May 12th, 2009 at 11:07 AM
Well if you think about it, it’s been about 5 years since my roommate bought her house. It’s gone up 178% in 5 years. Normal appreciation would be under 6%, but houses were undervalued previously. A reasonable appreciation would have been say 10%/yr to correct all the way to what prices should be. That compounds to about 61% – so to me houses are currently about 2.78/1.61 = 1.73 so 73% overvalued.
So that means that a house on my street (West Side) should cost on the order of about 90,000*1.61 = $144,900, and is listed at $250,000.

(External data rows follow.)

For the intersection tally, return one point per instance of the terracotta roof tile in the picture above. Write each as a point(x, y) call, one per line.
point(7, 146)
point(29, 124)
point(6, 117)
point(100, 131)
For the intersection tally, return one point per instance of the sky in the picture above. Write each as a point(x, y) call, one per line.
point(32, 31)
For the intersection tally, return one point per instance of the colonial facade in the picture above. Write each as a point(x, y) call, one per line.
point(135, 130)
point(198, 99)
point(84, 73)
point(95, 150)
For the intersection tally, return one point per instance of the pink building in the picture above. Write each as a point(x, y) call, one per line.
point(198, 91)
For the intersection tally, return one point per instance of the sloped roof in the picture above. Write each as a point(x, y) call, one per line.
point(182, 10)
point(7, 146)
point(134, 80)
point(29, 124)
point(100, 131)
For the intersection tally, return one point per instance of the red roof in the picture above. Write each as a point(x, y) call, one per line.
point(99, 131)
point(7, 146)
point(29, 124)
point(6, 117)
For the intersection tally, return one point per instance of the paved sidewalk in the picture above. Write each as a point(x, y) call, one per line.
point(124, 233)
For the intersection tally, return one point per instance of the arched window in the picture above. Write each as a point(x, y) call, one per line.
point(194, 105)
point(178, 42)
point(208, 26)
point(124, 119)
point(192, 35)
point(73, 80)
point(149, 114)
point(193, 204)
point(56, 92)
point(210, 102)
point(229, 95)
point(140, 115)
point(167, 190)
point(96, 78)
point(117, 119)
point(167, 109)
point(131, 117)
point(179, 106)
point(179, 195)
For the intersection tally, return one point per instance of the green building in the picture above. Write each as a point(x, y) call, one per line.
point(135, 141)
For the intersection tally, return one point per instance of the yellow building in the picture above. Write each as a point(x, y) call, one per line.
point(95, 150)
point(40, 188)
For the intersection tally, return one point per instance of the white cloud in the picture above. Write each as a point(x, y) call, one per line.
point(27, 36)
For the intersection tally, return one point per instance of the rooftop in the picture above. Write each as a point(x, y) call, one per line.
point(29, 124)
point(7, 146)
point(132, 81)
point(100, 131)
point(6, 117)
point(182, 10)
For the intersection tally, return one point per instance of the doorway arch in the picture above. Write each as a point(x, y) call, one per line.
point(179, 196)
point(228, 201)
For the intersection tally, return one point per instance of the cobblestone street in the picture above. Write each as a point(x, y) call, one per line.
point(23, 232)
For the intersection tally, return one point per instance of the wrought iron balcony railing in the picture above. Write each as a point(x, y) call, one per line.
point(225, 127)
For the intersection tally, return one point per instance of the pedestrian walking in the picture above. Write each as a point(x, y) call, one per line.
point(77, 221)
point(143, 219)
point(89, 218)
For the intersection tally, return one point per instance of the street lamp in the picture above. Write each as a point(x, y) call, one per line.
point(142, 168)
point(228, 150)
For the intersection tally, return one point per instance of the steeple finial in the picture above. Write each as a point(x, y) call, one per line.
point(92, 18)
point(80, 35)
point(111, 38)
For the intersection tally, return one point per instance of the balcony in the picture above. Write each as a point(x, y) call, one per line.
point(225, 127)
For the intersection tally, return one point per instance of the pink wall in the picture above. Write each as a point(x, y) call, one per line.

Is that possible? Well let’s see. 5 years ago new construction on the cheap was about 60$/sq.ft.(and I’m told it still is in New Brunswick) – the going rate is now 160$/sq. ft due to demand and material prices. However, the price of materials has recently plummeted due to the housing crash in the states, material demand dropped a lot which resulted in the price drop. I understand that there is a lot of new product coming onto the market that isn’t selling. Let’s check some ratios. 160/60= 2.67 which is pretty close to what housing has gone up by in general. Apply the same inflationary increase to the cost/sq.ft and you get to 60*1.61=97$/sq.ft. . I don’t know if you can really justify 10% inflation on construction since inflation is actually more like 2.5% over the last 5 years, and like I said materials are way way down. So this shows you that the cost of housing is directly related to the cost of construction which is I believe going to drop. 100$ per sq. ft. is a reasonable price for quality construction and humble but decent trim. It should drop to around 115$/sq. ft from 160. I don’t think it will come down all the way because there are so many big industrial construction projects on the go.
At that price, a 1050 sq.ft bungalow in Stonebridge should go for about 85000 lot + 1050*115 = $205,750 and currently sells for around $300,000. So on that aspect I would call it 300/205.75=46% overvalued. I’d say the difference there is in the fact that the city jacked up the price of lots too.
So long story short, I expect the price could drop up to 50 to 70% as more product hits the market than sells. As of October 5% down is the minimum and there will be no more 40 year mortgages. The average household income in Saskatoon is 61,000. On a 40 year term, they could afford $221,500 including closing costs with zero down, at 35 years with 5% down the most is probably 95% of 215,600 or about 205,000. That alone should cause a 5% drop in pricing.
Driving around, I noticed that there seems to be quite a few Coldwell Banker for sale signs in good neighborhoods. Aren’t those are foreclosures? The flippers may be losing their shirts. If the flippers dump their product and stop buying up the properties, then there will be more surplus and the price will go down further.
May 12th, 2009 at 11:07 AM
Hey Drew,
Thanks for the comment.
Your statements seem to be at odds. Using the conservative side of your overvaluation estimate (50%) would suggest that an average selling price of $145,000 would be more appropriate for Saskatoon. That would take us back to 2004 levels and well below 6% annual appreciation for the preceding 20 years.
Lots of flipper activity but “foreclosures” are virtually non-existent here, at least at this point.